Grip hands me his phone, and if I didn’t have enough reasons to string Rhyson up, sending “ugly stage” adolescence pictures to his hot friend gives me another. Once I get past embarrassment for my twelve-year-old, frizzy-haired, flat-chested self, I really study the picture more closely. It’s a rare family photo, and I remember the day we took it with absolute clarity. Rhyson was home off the road for a few weeks. We’d known since he was three years old what an extraordinarily talented pianist he would be, but it was only around eleven that he actually started touring all over the world. Music is a family business for us, and my parents went with him on the road as his managers. I, however, had no talent to speak of, so I stayed home with a nanny who made sure I ate, went to school, and had a “normal” childhood. As normal as your childhood can be when your parents barely remember you exist.

“Rhys sent that so I could identify you at the airport.” Grip holds out his hand for his phone.

I study the photo another few seconds. Rhyson looks like he’d rather be anywhere but with the three of us. Just a few years after that picture was taken, he would find a way to leave us. To leave me. As much as I told myself over and over that he emancipated from our parents, not from me, that never made me feel less abandoned or less alone in our sprawling New York home. After he moved to California to live with my father’s twin brother, Grady, I’d sit in the music room at his piano, straining my ears for the memory of him rehearsing in there for hours every day. Eventually, I stopped going in that room. I draped his piano in white cloth, locked the door, and stopped chasing his music. Stopped chasing him. I told myself that if he wanted to be my brother again, he’d call. Except he never did, so I called him. It hurts to feel so connected to someone who obviously doesn’t feel as connected to me.

“You okay, Bristol?”

Grip’s question tugs my mind free of that tumultuous time in my family that felt like a civil war. His hand is still extended, waiting.

“Sorry, yeah.” I drop the phone into his palm, careful to avoid actual skin-to-skin contact.
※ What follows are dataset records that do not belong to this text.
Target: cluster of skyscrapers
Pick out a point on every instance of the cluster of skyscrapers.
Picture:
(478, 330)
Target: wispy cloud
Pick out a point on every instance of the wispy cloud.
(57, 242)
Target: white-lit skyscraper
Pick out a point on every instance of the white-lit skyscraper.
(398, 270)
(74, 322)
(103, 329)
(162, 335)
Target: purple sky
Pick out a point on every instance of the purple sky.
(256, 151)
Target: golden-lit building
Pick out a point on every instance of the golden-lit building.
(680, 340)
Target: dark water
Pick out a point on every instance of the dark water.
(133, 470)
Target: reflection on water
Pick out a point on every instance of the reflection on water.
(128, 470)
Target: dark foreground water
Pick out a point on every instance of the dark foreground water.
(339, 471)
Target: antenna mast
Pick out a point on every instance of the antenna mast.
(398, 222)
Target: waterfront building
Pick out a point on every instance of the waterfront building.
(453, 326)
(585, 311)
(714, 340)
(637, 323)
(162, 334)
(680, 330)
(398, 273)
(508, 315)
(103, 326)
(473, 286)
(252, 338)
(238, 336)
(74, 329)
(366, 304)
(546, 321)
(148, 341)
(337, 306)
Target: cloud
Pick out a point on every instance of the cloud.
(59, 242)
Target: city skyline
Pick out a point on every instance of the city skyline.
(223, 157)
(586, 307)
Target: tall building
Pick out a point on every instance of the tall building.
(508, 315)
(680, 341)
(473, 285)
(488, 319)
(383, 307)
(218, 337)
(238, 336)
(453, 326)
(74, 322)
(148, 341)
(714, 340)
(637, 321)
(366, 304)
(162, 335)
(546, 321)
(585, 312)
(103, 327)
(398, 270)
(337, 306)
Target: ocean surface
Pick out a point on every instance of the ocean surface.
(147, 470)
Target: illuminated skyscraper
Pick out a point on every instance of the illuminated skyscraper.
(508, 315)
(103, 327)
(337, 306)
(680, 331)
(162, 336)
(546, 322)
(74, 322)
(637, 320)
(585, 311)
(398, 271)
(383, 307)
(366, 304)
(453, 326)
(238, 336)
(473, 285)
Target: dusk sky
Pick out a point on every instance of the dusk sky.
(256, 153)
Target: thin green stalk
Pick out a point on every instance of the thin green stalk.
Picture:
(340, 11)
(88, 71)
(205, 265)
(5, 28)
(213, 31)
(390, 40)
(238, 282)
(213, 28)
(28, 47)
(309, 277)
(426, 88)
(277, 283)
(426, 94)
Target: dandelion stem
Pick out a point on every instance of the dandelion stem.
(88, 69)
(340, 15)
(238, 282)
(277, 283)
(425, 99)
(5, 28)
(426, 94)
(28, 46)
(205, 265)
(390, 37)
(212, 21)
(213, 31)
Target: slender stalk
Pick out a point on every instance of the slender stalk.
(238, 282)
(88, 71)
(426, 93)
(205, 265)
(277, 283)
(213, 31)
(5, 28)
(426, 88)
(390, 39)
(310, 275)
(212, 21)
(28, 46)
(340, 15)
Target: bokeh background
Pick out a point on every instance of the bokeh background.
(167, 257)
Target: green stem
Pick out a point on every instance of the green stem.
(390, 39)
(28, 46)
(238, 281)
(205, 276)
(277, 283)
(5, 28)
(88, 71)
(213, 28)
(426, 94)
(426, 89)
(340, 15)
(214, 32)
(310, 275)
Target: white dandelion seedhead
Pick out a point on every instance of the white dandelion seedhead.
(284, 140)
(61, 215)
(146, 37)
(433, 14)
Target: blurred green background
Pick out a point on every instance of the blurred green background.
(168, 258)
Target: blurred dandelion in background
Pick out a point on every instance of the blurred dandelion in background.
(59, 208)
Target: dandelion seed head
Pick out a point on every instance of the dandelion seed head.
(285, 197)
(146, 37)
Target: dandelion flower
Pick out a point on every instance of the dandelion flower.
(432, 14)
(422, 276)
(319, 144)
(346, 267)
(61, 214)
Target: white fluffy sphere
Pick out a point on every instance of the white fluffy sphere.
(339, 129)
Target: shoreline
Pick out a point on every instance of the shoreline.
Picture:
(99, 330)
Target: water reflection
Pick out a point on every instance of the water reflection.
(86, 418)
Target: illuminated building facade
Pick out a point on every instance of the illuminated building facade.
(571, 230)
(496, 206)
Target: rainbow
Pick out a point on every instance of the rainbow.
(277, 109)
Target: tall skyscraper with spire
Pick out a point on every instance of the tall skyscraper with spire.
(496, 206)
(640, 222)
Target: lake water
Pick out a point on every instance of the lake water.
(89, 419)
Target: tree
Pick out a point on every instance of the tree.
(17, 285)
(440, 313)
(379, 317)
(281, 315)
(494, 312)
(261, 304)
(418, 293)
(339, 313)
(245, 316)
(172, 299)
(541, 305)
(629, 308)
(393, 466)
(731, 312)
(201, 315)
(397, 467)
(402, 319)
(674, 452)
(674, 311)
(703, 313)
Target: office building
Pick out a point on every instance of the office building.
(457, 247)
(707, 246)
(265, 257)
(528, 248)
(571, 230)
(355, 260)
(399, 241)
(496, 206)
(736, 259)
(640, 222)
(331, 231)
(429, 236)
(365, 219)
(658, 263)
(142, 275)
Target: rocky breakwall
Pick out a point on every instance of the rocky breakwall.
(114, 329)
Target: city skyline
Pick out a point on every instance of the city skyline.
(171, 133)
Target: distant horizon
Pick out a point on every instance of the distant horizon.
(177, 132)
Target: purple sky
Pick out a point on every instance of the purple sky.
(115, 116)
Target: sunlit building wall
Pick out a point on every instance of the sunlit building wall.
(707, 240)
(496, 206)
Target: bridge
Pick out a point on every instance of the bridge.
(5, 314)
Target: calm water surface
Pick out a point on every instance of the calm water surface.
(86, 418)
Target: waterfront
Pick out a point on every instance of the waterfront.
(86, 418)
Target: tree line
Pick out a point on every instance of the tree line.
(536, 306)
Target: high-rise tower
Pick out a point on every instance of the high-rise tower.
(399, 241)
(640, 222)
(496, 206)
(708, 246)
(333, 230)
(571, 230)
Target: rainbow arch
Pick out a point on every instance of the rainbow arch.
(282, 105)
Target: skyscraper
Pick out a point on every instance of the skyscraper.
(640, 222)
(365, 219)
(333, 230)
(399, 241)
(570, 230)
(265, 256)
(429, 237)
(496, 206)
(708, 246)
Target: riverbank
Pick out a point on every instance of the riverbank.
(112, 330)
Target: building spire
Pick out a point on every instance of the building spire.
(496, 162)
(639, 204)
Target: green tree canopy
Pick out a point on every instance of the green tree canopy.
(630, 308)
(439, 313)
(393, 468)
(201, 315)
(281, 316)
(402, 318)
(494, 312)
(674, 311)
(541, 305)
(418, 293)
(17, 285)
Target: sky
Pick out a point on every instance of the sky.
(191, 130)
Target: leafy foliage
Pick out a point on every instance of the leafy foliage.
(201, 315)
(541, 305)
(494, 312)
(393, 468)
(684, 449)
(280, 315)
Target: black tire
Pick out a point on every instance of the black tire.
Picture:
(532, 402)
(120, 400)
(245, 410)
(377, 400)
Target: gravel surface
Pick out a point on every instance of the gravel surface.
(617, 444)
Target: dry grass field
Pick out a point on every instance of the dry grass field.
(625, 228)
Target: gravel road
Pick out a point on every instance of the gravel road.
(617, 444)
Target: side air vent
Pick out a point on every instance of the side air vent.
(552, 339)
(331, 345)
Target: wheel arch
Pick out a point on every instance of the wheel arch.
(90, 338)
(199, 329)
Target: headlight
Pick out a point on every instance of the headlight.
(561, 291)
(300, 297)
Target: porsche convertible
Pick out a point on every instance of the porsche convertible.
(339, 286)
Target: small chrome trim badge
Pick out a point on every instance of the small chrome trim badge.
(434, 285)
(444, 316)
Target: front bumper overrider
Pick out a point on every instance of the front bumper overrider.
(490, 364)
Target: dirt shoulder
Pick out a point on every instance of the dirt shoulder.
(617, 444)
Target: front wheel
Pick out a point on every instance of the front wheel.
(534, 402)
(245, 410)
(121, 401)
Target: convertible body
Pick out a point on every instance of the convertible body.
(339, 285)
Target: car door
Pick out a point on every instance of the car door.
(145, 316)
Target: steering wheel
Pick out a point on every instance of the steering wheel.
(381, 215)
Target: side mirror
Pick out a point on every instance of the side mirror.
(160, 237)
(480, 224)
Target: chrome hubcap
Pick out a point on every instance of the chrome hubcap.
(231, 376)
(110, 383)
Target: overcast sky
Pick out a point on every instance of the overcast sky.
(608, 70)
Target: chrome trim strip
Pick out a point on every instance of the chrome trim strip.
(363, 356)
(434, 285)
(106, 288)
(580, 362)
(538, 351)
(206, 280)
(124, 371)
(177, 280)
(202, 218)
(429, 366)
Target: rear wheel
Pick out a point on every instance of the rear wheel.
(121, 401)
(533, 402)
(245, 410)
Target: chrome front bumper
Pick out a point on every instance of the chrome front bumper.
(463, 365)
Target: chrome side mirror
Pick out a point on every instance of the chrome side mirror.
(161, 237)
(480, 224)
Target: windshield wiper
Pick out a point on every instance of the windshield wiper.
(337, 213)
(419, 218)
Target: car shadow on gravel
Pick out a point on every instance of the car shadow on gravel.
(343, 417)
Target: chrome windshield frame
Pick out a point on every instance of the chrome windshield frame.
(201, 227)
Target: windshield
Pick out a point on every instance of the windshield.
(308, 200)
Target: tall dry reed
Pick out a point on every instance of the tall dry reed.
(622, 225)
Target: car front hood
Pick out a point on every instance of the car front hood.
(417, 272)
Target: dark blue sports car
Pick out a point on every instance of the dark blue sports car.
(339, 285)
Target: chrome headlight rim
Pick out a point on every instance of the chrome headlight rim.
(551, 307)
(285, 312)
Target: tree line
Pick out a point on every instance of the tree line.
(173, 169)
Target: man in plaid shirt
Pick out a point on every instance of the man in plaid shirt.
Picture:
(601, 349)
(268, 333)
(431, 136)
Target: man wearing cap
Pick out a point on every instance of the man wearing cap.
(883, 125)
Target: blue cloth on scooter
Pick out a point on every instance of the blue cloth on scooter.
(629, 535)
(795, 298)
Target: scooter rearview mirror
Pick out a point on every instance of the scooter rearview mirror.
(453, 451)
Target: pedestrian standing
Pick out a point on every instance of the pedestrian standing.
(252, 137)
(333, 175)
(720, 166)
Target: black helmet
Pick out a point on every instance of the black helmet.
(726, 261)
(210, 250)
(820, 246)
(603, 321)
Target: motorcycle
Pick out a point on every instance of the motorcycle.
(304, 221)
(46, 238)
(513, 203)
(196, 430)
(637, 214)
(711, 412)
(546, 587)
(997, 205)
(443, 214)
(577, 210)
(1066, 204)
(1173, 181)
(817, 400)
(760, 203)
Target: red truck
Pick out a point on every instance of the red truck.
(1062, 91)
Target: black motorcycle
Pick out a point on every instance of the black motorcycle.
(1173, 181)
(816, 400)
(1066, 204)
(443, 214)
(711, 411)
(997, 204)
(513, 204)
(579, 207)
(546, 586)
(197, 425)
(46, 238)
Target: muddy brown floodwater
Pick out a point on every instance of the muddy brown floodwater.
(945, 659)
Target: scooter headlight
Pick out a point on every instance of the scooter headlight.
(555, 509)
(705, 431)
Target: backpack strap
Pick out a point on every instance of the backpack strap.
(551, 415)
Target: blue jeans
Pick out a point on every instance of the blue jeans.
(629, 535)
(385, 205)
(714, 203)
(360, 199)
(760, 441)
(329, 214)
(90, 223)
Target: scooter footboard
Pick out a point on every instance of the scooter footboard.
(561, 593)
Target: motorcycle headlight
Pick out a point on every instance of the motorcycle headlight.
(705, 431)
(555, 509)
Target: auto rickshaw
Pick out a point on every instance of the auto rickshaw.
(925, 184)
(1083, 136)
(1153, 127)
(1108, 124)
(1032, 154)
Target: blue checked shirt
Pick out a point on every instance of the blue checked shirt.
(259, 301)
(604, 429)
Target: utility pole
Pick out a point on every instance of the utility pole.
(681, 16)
Based on how my body responded to the brush of his fingers when he took my suitcase, I suspect he could easily fry me with another touch. “Just feeling sorry for that geeky little girl in the picture.”

“Oh, don’t cry for her,” he says with a grin. “I have it on good authority when she grows up the braces are gone and she has a beautiful smile.”

I roll my eyes so he won’t think his lines are actually working on me, though he does actually make me feel a little better.

He opens the passenger door and I slide in, catching a whiff of him as I go. It’s fresh and clean and man. No cologne that I can detect. All Grip.